The information on this page does not contain a record of our trading prices, or an offer of, or solicitation for, a transaction in any financial instrument. IG Bank S.A. accepts no responsibility for any use that may be made of these comments and for any consequences that result. No representation or warranty is given as to the accuracy or completeness of this information. Consequently any person acting on it does so entirely at their own risk. Any research provided does not have regard to the specific investment objectives, financial situation and needs of any specific person who may receive it and as such is considered to be a marketing communication.
The price of crude oil has been rampantly rising over recent months, with Brent rising 42% since the June low. This incessant rise has been grounded in a number of factors, with the Organisation of Petroleum Exporting Countries (OPEC) led production cuts being largely respected, as demand rises to account for growing US output. With both OPEC and non-OPEC producers set to meet on November 23, there are talks underway to ensure agreement for another extension to the already long-lasting production freeze.
The previous experiences of those members involved in the production freeze will likely provide the basis for another extension, given the proof that the strategy is finally working. The current tones from initial negotiations point towards an extension to the current production limits, which provide a basis for further upside.
The story from the US is a mixed one, with production at a new record high, yet a rig count which is on the decline. That rig count data typically acts as a leading indicator of where production will go in the future, highlighting the potential for output to begin slowing in the coming months. That being said, with crude prices on the rise, there is more, not less, of an incentive to pump for US oil and gas firms. This could be related to cash flow factors, with exploration firms requiring increased capital to enable further drilling. As such, keep an eye out for the rig count, with a resurgence likely to provide the basis for further gains in production. Conversely, should we see US production begin to taper off, it is clear that investment is on the wane.
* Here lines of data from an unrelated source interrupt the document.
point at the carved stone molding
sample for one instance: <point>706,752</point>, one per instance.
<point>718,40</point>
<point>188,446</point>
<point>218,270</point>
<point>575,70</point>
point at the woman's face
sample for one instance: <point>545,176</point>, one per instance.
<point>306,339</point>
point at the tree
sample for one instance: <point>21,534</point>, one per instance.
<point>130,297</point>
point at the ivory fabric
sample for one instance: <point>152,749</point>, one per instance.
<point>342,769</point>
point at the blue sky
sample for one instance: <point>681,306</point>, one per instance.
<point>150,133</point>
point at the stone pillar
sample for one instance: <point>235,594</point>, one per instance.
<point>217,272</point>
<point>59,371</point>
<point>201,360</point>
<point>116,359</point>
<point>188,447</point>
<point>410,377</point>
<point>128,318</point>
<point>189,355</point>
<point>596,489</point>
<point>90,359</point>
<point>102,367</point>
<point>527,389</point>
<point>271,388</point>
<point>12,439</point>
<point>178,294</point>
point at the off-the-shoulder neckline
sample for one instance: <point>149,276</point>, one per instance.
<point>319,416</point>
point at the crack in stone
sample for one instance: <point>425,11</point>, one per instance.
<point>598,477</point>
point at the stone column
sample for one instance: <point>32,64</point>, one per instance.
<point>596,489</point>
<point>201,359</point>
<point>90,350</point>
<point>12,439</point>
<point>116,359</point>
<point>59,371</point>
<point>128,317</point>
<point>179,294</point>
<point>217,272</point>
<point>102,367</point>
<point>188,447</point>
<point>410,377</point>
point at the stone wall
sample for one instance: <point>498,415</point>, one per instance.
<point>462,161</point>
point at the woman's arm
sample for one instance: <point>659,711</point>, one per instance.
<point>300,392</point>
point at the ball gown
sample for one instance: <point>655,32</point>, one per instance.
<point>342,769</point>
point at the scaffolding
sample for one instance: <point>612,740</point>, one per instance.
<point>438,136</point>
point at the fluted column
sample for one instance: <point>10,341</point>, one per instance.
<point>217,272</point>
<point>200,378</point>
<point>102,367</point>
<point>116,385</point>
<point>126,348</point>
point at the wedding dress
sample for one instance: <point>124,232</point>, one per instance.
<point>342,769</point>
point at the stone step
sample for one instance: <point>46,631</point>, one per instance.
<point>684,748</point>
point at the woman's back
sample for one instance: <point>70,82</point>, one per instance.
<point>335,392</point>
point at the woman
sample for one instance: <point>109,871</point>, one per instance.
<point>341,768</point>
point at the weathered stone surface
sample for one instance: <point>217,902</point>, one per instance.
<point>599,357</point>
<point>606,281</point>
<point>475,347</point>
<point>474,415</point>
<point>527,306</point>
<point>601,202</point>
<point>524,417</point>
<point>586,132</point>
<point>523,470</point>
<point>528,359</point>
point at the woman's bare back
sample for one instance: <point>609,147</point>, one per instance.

From a charting perspective, there is a clear medium-term bullish bias since we broke through the $58.48 mark. That provided us with the first monthly higher high since 2011. Many will perceive this as an inverse head and shoulders formation. It is certainly a telling occurrence, and likely highlights that the $27.43 mark represents the bottom of this multi-year sell-off. It also points towards the potential for substantial further upside, with $69.24 the next major resistance level up ahead.